Psychonauts: Style
One thing I like a lot about Psychonauts is its variability of style. Each mental world is a representation of one character’s mind, and conforms to that character’s world view, with greater or lesser degrees of abstraction and phantasmagoria mixed in. One person has decided to treat life as an endless party, and has a mind decorated like a discotheque. Another is paranoid, and has a mental landscape that’s fragmented into disjointed sidewalks floating in the abyss in varying orientation, lined with tract houses, a veneer of normality that completely fails to conceal the bizarre. One guy’s inner world is rendered in imitation of the paintings he does. Since his medium is fluorescent paint on black velvet, this makes for the strongest visual shift yet.

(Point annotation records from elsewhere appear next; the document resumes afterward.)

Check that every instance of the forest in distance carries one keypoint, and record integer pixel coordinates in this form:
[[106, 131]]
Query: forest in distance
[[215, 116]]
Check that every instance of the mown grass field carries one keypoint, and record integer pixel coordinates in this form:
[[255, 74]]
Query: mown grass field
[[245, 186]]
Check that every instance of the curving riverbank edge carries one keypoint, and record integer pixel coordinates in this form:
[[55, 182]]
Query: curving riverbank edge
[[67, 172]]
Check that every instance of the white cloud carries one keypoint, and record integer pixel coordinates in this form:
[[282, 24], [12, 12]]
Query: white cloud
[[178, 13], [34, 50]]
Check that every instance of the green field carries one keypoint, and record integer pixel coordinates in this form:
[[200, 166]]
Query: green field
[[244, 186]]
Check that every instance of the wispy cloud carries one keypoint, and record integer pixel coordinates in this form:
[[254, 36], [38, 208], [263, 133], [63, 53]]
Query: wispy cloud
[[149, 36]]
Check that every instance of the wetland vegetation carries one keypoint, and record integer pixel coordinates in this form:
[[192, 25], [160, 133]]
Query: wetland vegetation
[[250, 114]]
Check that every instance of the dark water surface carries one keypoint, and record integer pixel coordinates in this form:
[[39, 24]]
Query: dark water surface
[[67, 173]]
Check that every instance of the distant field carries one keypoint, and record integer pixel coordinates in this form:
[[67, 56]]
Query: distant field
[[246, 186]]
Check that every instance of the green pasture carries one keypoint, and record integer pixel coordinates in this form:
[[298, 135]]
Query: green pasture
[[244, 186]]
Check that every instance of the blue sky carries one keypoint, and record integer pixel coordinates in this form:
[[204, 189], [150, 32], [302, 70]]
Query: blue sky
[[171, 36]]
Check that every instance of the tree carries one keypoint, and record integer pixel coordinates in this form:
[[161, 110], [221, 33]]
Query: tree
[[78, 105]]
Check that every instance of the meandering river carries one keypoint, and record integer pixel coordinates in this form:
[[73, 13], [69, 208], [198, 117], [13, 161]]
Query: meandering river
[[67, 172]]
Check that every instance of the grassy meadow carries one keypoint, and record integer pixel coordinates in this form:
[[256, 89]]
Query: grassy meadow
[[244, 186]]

I think my favorite so far is the inner world of Fred Bonaparte, a classical loonie who thinks he’s Napoleon. Sort of. It’s more like he’s got a split personality and one of those personalities is Napoleon. (Or, heck, maybe he really is possessed by Napoleon’s ghost. It wouldn’t be the weirdest thing in the game.) In his mind, Fred and Napoleon are playing a hex-based wargame, which you can descend into and explore at two different levels of scale, shifting in size as appropriate to interact with the buildings on the map or the wooden soldiers. (Both soldiers and buildings occupy one hex each.) With the size shifts and the conversing with game pieces, it’s kind of like Alice in Wonderland meets Avalon Hill. And, well, the game just looks good. It’s that lush mixture of gameboard and diorama that the really dedicated hobbyists put together, the sort of thing that makes you want to learn the rules just so you’ll be allowed to touch it.
I suppose that switching around the look from level to level is really one of the fundamental techniques behind platformers: it’s a way to create variety when the gameplay has limited range. Not that this is much of an issue here.